The highlight of my time in Galápagos was meeting Fausto Llerena, a true tortoise hero and someone I’d wanted to meet for years. Fausto is now in his 80s and long ago retired after more than 40 years of caring for the world’s most famous tortoise Lonesome George — “Solitario Jorge” in Spanish — who died in 2012. Lonesome George was a Pinta Island tortoise and the last of his species. Fausto doesn’t get into town much these days, so I took a taxi up to his house in a cluster of small cottages on the southern slopes of Santa Cruz, tucked between some banana trees. We talked for about an hour, through a translator.

Fausto reflected on his relationship with Lonesome George and some of the things that made that beast so special. Since tortoise migration was on my mind, I wondered if Fausto ever saw them near his house. Yes! In his garden! On their migration from the lowlands to the highlands, tortoises follow their ancient winding pathways through the farms and gardens and houses here. They can sometimes be a nuisance, though. If one of them gets into your garden, it will eat everything it sees. The best defense is a sturdy wall made of volcanic lava rock.

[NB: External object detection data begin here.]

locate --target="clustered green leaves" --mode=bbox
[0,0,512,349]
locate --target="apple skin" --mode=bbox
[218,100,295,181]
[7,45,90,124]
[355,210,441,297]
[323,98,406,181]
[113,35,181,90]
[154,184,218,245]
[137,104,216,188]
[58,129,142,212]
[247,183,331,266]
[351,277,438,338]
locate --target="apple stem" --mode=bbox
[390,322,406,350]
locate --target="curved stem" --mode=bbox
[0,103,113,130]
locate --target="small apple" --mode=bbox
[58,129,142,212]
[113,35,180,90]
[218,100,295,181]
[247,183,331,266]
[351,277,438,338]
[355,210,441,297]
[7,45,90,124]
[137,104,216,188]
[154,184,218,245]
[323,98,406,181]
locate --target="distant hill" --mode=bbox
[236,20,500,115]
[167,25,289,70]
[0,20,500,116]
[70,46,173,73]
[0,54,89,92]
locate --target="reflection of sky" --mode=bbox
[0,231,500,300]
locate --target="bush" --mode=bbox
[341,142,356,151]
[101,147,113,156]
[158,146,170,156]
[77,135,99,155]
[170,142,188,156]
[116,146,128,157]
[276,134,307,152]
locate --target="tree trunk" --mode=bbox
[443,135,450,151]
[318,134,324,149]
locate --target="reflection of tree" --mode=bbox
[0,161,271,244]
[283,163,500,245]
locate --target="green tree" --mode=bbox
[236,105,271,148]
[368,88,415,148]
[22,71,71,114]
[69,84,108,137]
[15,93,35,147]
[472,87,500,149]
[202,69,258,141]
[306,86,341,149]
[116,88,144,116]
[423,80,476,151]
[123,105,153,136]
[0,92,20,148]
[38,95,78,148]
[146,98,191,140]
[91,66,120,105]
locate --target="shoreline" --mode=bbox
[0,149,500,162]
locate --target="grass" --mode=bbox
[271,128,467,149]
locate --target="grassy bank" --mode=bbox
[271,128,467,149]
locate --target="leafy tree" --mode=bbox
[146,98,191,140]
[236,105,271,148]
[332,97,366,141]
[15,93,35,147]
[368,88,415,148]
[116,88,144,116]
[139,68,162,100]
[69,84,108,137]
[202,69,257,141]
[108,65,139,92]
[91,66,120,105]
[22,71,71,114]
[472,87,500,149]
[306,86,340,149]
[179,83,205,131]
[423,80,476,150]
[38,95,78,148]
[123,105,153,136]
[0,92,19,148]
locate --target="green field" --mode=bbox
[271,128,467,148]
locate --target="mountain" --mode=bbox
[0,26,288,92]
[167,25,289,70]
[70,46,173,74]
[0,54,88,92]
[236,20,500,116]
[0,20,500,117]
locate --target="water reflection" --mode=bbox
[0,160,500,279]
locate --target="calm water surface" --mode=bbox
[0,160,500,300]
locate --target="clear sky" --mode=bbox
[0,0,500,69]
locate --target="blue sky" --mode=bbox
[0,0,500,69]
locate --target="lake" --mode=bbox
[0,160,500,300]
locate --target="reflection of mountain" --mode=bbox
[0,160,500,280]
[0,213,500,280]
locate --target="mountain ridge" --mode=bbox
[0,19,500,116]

Our conversation began to lose energy. Fausto put his hands on the arms of his chair and pushed himself up. Would I like to see his wood carvings? Fausto walked out to his studio in the back and brought back three carvings. His tortoise figures have been appreciated and collected since the 1970s. Then came the pitch: For $100 I could take my pick! I couldn’t resist. I chose Lonesome George of course — signed on the plastron in ink, by Fausto himself.